Ketil Thorkelsson (Old Norse: Ketill Þorkelsson /non/), better known by his nickname Ketil Trout or Ketil Salmon (O.N.: Ketill hængr /non/; Modern Icelandic: Ketill hængur Þorkelsson /is/), was a Norwegian military commander (hersir) of the late ninth century who settled in Iceland around 900 CE. He appears in Egils saga, the Landnámabók, and other Icelandic sources.

==Biography==
Ketil was the son of Hrafnhild (daughter of Ketil Trout of Hrafnista) and Thorkel, jarl of Namdalen.

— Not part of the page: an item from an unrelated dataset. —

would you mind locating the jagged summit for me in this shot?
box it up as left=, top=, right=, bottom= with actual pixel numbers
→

Ketil was a man of great wealth and a close friend and kinsman of Thorolf Kveldulfsson and his brother Skallagrim. (Note: Ketil Trout of Hrafnista and Kveldulf were first cousins (the former's father Hallbjorn Half-Troll and the latter's mother Hallbera being siblings, Hence Hrafnhild Ketilsdottir was to Thorolf Kveldulfsson second cousin, and Ketil Trout to him was second cousin once removed.) With his wife Ingunn, Ketil had several children, including Storolf, Herjolf, Helgi, Vestar, and Hrafn Hængsson, the last of whom was one of the first lawspeakers.

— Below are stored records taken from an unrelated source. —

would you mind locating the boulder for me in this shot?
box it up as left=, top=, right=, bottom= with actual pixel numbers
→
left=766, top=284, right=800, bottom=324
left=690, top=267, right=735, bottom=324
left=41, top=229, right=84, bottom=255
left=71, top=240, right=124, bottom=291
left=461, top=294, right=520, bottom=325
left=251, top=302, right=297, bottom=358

A place pivotal in the life of Ketil was an estate named Torgar. (Note: Torgar has been identified as Torget in present-day Brønnøy Municipality, Nordland, Norway) The estate had passed from Ketil's uncle by marriage, Brynjolf, (Note: Brynjolf was husband of Helga Ketilsdottir of Hrafnista.) to his son Bard "the White" Brynjolfsson (Ketil's first cousin). Bard, in turn, bequeathed the estate to Thorolf Kveldulfsson and gave no share to his half-brothers, Harek and Hrærek (sons of Hildirid), whom he considered bastards. The sycophantic brothers, who were favorites of King Harald of Norway (Harald Fairhair; Harald hårfagre), had prevailed on Harald and persuaded him to confiscate Torgar from Thorolf and give it to them. Despite this, the brothers had continued to malign Thorolf's character and induced Harald to attack Thorolf. When Ketil heard of the campaign against Thorolf, he was among a group of Thorolf's allies who set out to support him. However, the expedition arrived too late, and Thorolf had been killed. In retaliation for Thorolf's death, Ketil gathered 60 warriors to raid Torgar and attack Harek and Hrærek. The brothers were killed and their property looted.

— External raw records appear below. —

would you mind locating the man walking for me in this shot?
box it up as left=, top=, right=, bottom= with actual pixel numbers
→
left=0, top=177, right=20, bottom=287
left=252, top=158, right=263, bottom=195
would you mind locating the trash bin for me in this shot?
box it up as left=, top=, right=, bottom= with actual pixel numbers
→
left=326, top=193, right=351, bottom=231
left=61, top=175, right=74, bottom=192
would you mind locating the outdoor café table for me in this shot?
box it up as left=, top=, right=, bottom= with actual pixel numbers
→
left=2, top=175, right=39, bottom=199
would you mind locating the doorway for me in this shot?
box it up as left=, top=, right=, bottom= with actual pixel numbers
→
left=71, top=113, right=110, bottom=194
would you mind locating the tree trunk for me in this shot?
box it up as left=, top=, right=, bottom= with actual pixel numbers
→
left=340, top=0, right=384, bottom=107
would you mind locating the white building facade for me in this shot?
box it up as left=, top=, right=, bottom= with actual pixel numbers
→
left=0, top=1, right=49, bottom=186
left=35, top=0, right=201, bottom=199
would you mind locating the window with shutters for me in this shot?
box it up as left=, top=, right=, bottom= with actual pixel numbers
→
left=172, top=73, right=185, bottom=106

Following the events at Torgar, Ketil decided to emigrate to Iceland. His family and allies set sail on two large longships. For their first winter in Iceland, they settled on the eastern bank of the river Ytri-Rangá, but later moved eastwards and took land between "Þjórsá and Markarfljót from fell to firth, and made his home at Hof (Hofi)".